I beneficiari dell’ADI che non si sono presentati ai servizi sociali vedranno il sussidio sospeso: ecco i dettagli in merito.
I beneficiari dell’Assegno di Inclusione (ADI) che non si sono presentati ai servizi sociali si sono visti sospendere il sussidio. In queste settimane sono infatti arrivate le prime sospensioni del beneficio economico. Il termine per presentarsi alle ASL territoriali è scaduto per la maggior parte di coloro che hanno inviato domanda per l’ADI. Esiste, però, un modo per sbloccare le successive ricariche? Ecco qualche informazione al riguardo.
Secondo quanto previsto dalla Legge di Bilancio 2024, l’erogazione del sussidio economico dell’Assegno di Inclusione (o ADI) avviene solo se vengono rispettati determinati requisiti. I richiedenti dell’ADI devono sottoscrivere il Patto di Attivazione digitale (PAD). Se l’istanza supera con esito positivo i controlli relativi ai requisiti previsti dalla normativa, allora la richiesta risulta accolta. Anche nei casi in cui ciò avviene, perché si possa continuare a ricevere gli accrediti mensili è obbligatorio rispettare determinate scadenze.

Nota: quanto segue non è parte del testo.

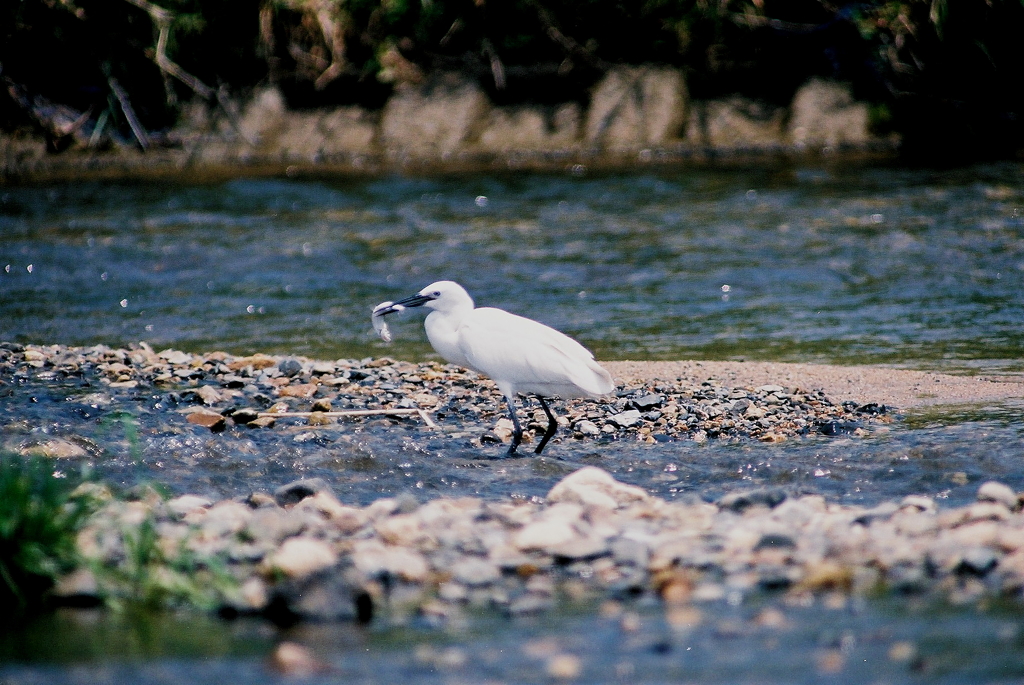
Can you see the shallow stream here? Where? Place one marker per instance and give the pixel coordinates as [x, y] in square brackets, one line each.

La normativa inerente l’ADI stabilisce che i beneficiari debbano presentarsi per il primo incontro presso i servizi sociali entro 120 giorni dalla sottoscrizione del Patto di attivazione digitale. Anche nei casi in cui non arriva apposita convocazione, entro i centoventi giorni successivi alla firma del Patto di Attivazione digitale i beneficiari devono presentarsi ai servizi sociali.
Per controllare quanti giorni mancano alla scadenza, i beneficiari possono collegarsi alla piattaforma SIISL e accedere all’area utente. Se il numero dei giorni rimanenti sarà pari a zero, comparirà una nuova funzione in cui si legge “mancata presentazione per il primo appuntamento”.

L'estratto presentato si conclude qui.